Quelque part, la Sexion a réussi à faire en France ce que le R’n’B n’a jamais pu réaliser. Réunir tous les publics autour d’un Rap plus doux et plus consensuel. La Sexion d’Assaut est à l’origine de la Pop Urbaine. Au sein de ce collectif, Maska est le “vrai” rappeur, l’artiste qui a une image un peu “sombre“. 2 ans ont passé depuis la sortie de son dernier projet en solo “Préliminaires Vol 2“. Pourquoi a t-il autant attendu pour refaire surface dans un rap en pleine ébullition ?
Les débuts de @maskaleblanc9 à la @sexiondassaut pic.twitter.com/zHf9RSgCfL
— ZE Z’ XXI (@ze_xxi) February 10, 2021
La réponse apportée par Maska est celle d’un homme éclairé, sincère, qui refuse de jouer un rôle même devant les médias : “Pour trouver son identité artistique quand on sort d’un groupe ce n’est pas forcément évident. Moi je m’étais forcé à rester dans un cadre dans Sexion D’Assaut pour être facilement identifiable comme le mec qui a va écrire sur des prods un peu sombres.” Oui il lui a fallu 2 ans pour se forger une véritable identité artistique. Car l’EP “Étoile de Jour” dont la sortie est prévue pour le 12 février est peut être le projet de Maska qui lui ressemble le plus. C’est le premier opus pour lequel le rappeur sent “un vrai accomplissement personnel et artistique“. Et dans son entourage on le ressent : “Ce ne sont pas des gens qui sont là pour me séduire” et là “ils comprennent la direction artistique de mon projet et la valident fort”.

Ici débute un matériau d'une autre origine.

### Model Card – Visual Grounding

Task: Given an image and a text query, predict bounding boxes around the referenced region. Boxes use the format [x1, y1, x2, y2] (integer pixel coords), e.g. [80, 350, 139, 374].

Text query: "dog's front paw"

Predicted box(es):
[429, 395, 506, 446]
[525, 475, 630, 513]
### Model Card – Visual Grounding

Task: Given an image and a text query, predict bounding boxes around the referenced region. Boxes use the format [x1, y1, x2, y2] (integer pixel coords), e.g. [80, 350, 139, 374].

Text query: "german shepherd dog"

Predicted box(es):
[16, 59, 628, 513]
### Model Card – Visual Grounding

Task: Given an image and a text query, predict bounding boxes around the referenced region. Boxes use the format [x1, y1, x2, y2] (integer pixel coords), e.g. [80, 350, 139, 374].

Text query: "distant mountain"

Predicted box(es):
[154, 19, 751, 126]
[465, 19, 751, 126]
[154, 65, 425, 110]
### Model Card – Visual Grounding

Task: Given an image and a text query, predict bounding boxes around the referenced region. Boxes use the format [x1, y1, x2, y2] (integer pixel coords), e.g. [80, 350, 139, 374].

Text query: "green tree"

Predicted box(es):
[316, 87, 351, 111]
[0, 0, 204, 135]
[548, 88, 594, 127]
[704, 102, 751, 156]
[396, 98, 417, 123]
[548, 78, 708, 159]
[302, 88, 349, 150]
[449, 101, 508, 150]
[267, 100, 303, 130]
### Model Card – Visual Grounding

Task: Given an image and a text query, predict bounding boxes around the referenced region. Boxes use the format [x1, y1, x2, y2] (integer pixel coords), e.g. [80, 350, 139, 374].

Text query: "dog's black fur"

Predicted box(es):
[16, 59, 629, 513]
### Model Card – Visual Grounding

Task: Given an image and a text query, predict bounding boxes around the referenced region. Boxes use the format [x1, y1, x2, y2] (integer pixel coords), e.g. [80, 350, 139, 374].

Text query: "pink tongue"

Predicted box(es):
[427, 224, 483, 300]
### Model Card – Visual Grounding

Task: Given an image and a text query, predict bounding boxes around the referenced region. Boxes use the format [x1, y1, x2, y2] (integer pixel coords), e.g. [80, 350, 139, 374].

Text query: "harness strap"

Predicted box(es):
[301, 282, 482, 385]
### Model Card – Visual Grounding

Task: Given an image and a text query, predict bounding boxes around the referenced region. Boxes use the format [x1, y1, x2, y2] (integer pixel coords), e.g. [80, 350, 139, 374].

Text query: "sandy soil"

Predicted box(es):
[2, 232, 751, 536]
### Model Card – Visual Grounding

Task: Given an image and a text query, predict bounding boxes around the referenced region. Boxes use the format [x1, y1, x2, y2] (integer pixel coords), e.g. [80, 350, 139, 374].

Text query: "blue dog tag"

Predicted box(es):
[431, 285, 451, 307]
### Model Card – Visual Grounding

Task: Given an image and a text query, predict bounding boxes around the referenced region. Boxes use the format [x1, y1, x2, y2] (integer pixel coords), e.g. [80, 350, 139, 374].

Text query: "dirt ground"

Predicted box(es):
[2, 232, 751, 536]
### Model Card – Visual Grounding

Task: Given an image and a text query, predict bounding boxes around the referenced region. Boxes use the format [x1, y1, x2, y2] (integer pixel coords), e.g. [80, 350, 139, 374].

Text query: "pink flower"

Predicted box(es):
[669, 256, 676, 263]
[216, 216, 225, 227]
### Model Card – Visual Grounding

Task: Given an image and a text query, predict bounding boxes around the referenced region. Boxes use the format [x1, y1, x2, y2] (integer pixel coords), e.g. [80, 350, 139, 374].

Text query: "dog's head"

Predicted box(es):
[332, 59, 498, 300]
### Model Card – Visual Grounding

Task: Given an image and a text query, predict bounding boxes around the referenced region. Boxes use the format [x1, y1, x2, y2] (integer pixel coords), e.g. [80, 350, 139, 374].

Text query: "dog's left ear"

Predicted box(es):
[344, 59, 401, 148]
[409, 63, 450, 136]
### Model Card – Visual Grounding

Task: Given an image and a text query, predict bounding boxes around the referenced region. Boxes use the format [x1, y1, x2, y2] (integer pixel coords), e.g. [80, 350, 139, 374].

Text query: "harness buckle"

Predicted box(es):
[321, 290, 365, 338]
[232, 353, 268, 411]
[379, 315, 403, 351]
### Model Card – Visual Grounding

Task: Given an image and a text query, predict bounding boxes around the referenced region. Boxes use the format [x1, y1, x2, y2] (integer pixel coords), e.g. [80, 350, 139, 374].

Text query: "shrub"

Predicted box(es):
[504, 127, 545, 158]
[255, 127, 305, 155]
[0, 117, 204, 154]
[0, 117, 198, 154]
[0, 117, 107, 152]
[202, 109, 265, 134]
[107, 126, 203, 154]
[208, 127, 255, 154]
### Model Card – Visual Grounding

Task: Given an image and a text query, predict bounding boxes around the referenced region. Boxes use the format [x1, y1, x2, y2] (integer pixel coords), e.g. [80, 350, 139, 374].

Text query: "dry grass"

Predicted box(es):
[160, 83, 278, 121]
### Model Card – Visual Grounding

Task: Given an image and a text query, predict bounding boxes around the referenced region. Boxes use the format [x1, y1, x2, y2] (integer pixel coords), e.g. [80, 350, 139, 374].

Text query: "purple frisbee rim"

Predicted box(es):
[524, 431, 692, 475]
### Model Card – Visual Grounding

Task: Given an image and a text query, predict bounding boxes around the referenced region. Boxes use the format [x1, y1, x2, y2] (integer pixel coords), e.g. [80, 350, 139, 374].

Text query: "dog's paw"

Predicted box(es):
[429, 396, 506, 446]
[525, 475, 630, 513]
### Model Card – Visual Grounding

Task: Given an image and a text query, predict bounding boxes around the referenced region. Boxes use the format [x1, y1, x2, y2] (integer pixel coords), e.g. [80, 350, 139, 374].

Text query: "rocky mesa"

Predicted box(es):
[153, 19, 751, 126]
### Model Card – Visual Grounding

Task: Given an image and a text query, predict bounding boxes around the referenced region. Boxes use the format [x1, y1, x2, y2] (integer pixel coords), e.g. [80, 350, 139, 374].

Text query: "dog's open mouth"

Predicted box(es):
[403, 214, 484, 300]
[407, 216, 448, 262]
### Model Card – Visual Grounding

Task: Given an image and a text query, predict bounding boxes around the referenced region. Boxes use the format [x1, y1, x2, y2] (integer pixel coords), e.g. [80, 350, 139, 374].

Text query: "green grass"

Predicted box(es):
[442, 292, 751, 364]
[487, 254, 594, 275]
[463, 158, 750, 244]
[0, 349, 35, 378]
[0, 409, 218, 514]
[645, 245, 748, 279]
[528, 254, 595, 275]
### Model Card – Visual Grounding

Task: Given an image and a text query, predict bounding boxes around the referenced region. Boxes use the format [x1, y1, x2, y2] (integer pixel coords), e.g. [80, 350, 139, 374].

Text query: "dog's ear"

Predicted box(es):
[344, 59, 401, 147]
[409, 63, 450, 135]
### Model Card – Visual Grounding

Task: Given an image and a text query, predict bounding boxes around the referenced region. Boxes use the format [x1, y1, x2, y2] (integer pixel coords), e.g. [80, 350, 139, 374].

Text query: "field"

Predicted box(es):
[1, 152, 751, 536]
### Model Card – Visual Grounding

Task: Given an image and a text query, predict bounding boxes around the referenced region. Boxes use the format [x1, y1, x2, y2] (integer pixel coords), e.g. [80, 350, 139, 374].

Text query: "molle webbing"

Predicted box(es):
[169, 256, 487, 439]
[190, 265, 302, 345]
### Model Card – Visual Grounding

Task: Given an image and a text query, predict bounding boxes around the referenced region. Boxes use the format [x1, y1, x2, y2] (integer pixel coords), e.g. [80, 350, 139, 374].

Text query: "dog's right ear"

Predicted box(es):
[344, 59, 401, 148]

S’est-il pour autant débarrassé de l’image du rappeur de la Sexion d’Assaut ? Selon le principal intéressé, même s’il s’est désormais accompli, c’est une étiquette qu’il portera “toute sa vie” marqué au fer blanc par l’un des plus gros succès que l’histoire du rap ait connu. Pour le reste même si le projet reflète les nouvelles influences de Maska, il considère “le Rap” comme “un style de chant“. Dans des concepts originaux “Mask-Cam” qui précèdent la sortie de l’opus, il rend hommage en un sens à son pedigree artistique dans des freestyles anthologiques : “Cette étiquette, j’essaie de m’en détacher mais je ne la renie pas car elle fait partie de mon identité“.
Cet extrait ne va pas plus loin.